Besides skill assurance and quick hiring, Masai’s services are cost-effective, too, as it does not charge its business partners any recruitment fee. Its revenue comes from the fees users have to pay for courses and placement services.
However, Masai is not the only player capitalising on outcome-focussed learning models by helping students land top-tier tech jobs and offering businesses a vast talent pool. A handful of startups like Newton School, BridgeLabz, Placewit and the like are also operating here.
Doubling down on its outcome-oriented education approach, Masai offers study-now-pay-later model, offset by an income share agreement (ISA). When students sign ISAs with the platform, they can pursue the courses at zero cost. Once they are placed and get paycheques of INR 5 Lakh or above per annum, the startup begins to charge a fixed percentage of the monthly income until the costs are paid off (no interest is charged, though).
This also helps build trust, as students are assured of a positive outcome in a difficult-to-crack job market.
Masai has partnered with two NBFCs, Propelld and Eduvanz, to facilitate the ISA contract.
“We ensure a steady revenue stream by making good use of our training modules. They help our students become job-ready, and they pay us later. As one of the pure-play ISA-model career institutes, our ideology stems from the concept that education ought to have a tangible end result,” said Shukla.
The Road Ahead For Masai School
Although industries were hit hard by the pandemic, and a global slowdown is looming large in the aftermath, India’s IT industry continues to deliver and grow.
According to IBEF, its revenue crossed $227 Bn in FY22, a 15.5% YoY rise from the previous year.

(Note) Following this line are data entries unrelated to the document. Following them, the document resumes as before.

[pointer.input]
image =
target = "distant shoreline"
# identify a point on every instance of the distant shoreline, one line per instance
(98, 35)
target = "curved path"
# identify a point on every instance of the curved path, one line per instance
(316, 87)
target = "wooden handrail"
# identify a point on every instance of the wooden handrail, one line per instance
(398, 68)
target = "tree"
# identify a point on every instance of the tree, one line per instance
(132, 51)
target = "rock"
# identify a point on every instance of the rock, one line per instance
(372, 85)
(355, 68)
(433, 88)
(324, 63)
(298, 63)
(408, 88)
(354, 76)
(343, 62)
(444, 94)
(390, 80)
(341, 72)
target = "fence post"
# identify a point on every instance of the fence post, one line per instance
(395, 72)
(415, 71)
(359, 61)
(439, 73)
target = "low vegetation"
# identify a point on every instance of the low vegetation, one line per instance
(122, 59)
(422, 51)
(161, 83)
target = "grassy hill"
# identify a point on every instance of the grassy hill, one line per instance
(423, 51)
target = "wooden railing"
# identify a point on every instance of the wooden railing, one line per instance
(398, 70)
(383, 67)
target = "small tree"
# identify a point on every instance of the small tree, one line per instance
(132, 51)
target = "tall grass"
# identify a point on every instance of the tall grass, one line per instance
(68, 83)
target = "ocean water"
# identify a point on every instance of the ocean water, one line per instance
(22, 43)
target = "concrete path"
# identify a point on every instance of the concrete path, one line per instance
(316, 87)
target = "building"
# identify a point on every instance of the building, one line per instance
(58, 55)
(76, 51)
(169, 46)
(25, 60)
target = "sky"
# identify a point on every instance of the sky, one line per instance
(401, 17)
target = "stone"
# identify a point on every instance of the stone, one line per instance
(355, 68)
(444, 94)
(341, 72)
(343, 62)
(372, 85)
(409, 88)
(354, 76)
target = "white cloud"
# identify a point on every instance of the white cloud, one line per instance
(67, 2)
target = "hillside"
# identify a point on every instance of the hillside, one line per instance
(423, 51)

The sector also hired 4.45 Lakh people in the last financial year, taking the total headcount to 50 Lakh.
But there was another side of the coin.
Despite a severe job crunch, the attrition rate skyrocketed to 21% in 2021, from 12.8% in 2020, a survey by Aon said.
In brief, a talent war raged side by side, and many IT companies struggled to find resources with relevant skill sets.
Outcome-focussed skilling platforms like Masai School want to bridge this gap by connecting startups and deep-pocketed legacy players with a growing pool of new-age techies who are skillworthy, flexible and quick joiners.
Talking about the road ahead, Shukla said he was confident that more and more startups and MNCs would recognise the need to break knowledge silos and give these newcomers a fair chance instead of targeting premium institutions alone.
Hence, Masai School is planning to scale its product stack by adding several courses like an outcome-based upskilling programme for working engineers and dedicated courses for engineering students in their first, second, third and final year of graduation – to meet industry-specific requirements.
“Many hiring partners have requested us to launch specific technology courses. We are creating a dynamic curriculum to meet those demands,” said Shukla.
According to Inc42’s The State of Indian Startup Ecosystem Report, edtech’s skill development sector is estimated to reach $730 Mn by FY25, growing at a CAGR of 24%. The positive industry projections come at a time when the edtech sector is facing a downturn as offline institutes return to business in full swing.
Experts believe that the road to profitability lies in building sustainable business models and adjusting to changing consumer preferences and trends.
Hence, creating future-proof solutions and immersive learning experiences in sync with user demand is critical for edtech platforms like Masai to not only survive the current upheavals but also scale in the long run.